Summer is here , you can tell by the amount of water balloon pieces in our back yard and permanent fixture of the air mattress , pillows , and blankets in our living room.
I promised Mike I would be better this year and I will... just giving us a two week grace period to soak in the first two weeks while we still like each other.
Mike has not felt great lately. The three years of treatment of effect of GVHD from his transplant have caught up to him and his body is, well for lack of better words, broken- beat up- and exhausted.
As Emily's husband John and I talked the other night, He told me all he can do is live just ONE DAY at a time. And damn if that isn't the only positive lesson cancer can teach.
We live one day at a time.
Hoping the next will bring relief from pain, mentally and physically. And for John relief from grief and a broken heart.
I have vowed that this summer will be filled with fun and joy for my kiddos. Graham is old enough to hang in there and keep up with the best of them , so I am hoping this summer will bring many Yes's, much spontaneity along with plenty of time for rest and movies. Time to just be and living in the moment of the day. After arguing has begun just three days in , not sure how well this plan will go, but here's to trying.
This morning I read a devotion from Mark Nepo in his book, The Book of Awakening.
If you don't Mark Nepo, he is an author or poetry and spiritual books.
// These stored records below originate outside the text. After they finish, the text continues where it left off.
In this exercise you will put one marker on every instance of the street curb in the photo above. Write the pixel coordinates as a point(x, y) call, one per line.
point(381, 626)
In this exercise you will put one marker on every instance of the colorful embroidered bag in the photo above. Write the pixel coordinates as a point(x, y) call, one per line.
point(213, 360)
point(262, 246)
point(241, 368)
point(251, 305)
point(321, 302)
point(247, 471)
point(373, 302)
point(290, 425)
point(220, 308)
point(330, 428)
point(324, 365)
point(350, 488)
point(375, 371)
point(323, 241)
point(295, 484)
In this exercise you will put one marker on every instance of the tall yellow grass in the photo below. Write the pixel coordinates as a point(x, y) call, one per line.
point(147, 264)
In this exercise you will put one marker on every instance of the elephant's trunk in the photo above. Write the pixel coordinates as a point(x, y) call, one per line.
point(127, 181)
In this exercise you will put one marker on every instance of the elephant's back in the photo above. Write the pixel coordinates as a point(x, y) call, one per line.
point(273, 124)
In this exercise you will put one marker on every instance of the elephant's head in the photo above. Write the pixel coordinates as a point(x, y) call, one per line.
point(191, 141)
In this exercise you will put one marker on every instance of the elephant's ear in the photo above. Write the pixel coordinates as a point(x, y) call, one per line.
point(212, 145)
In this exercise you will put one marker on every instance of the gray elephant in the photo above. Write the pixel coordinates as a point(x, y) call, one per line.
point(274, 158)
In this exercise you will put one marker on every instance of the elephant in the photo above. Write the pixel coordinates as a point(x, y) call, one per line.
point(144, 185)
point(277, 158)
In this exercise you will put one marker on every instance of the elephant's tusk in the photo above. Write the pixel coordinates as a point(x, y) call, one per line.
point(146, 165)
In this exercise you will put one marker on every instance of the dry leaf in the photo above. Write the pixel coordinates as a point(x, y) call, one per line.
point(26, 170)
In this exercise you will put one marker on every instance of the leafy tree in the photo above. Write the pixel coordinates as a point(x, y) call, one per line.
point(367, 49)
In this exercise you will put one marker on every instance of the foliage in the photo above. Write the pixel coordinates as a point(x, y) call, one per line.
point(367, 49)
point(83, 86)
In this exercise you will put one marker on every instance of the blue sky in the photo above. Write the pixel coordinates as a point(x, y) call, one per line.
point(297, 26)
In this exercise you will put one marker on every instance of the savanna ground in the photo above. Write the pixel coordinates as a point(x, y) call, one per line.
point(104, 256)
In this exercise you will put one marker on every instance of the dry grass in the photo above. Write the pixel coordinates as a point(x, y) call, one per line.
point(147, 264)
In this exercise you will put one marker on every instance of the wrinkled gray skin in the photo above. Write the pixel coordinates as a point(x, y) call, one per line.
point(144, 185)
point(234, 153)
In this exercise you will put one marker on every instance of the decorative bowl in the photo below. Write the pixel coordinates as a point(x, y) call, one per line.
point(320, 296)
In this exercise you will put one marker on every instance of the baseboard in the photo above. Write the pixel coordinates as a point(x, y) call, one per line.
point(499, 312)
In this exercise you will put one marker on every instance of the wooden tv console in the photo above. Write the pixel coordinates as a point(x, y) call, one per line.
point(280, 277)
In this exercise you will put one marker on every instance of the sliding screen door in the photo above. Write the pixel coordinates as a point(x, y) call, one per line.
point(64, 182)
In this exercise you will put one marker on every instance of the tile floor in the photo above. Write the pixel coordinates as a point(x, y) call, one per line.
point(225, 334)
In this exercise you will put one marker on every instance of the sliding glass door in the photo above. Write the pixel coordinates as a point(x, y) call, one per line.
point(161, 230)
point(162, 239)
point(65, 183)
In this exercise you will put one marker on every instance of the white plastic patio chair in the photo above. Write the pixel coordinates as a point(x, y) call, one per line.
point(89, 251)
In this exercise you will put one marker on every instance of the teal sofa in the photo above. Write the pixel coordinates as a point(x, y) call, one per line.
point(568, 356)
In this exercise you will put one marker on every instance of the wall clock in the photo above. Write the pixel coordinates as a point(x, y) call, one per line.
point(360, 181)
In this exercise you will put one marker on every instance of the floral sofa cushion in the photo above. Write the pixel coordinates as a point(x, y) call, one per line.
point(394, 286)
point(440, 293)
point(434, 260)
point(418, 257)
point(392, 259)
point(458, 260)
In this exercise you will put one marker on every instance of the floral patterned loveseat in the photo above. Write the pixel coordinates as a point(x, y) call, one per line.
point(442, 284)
He is also a survivor of cancer and many of his stories and wisdom have arrived after his journey with the disease.
I have mentioned him before :) His book The book of awakening is kinda like my bible, I find comfort and hope in his words. He is a believer of all religions. But mainly a believer of love.
Anyways- The devotion this morning May 30th is titled- A String of Todays-
And I wanted to share with you all.
We can not wait for cancer to be out of our lives to live. We must live today, with all the unfortunate circumstances brought our way. we must keep living through the pain and suffering
Sweet Celia wore her Share Love That's All t-shirt every other day at the end of this school year. I believe it is just because she is in a t-shirt phase :) But I love seeing her wear it proud.
She came home one day and said that her teacher and the other Kindergarten teacher asked her about her shirt and could she bring them one tomorrow?
I asked her what she told them that shirt mean, curious what had registered in her 5 year old brain. She told them -
" we have these shirts because my daddy is special"
I held the tears back for the moment. But in her eyes, cancer has made her daddy special.
What if we could look at all our problems, flaws, burdens as special. As special ways to teach love and compassion in a world full of brokenness. I later found out after thanking Mrs Washington for asking for a shirt that she is a 5 year breast cancer survivor. No one fights Alone.
She inspired me to go ahead and share our Share Love That's All, website.
If not today, then when?
Three years later, with the help of Grant Sharp, our family, and many others we have established a foundation. We hope and pray that we can help raise money for research for Leukemia and cancer and also share love with patients, caregivers, and nurses of those effected by this disease.
We have been specially called for this mission.
We keep trying to find purpose in our string of todays, it is not always easy , but we will not give up, we have so much to be grateful for.
A String of Todays
If not now, when?
Since surviving cancer, there is a burning bit of truth I live with every day. Sometimes it doesn’t let me sleep, but most of the time, it brings me great joy. No one uttered this to me, and I didn’t arrive at it or work at it. It just revealed itself, the way a broken bone makes us re-feel the immense pressure of air. And this bit of truth is, If not now, when? It keeps coming down to this: There is no tomorrow, only a string of todays. Still, like most of us, I was somehow taught to dream forward, to fill the future with everything that matters:
Someday I will be happy. When I am rich, I will be free. When I find the right person, then I will know love. I will be loving and happy and truthful and genuine then. But almost dying seared the sense of future from me, and though I expect to live a very long time, though I make plans and look forward to the many things I plan, I have no choice but to dream now. I start out, as I always have, pouring the best of me into an imagined time yet to be, but then I hear, If not now, when? and the best of me floods back to the only place it truly knows—Now.
This all helps me understand a story about Jesus very differently. I’m thinking of the young, rich merchant who approaches Jesus after his Sermon on the Mount. He admires Jesus so, is truly touched, and wants to join him. So he asks with great sincerity what he needs to do, what arrangements need to be made.
Jesus opens his arms and says, “Come with me now. Drop everything and come.” The young merchant stumbles and cites his many “yes, buts”: He can’t leave his business so suddenly. He has to leave word. He’ll need to gather fresh clothes. How much money should he bring? With open arms, Jesus simply says one more time, “Come with me now.” How often do we all rehearse this moment, putting off love, truth, joy, and even God, citing our many “yes, buts” to ourselves, when all we have to do—hard and simple as it is—is to drop everything and come now.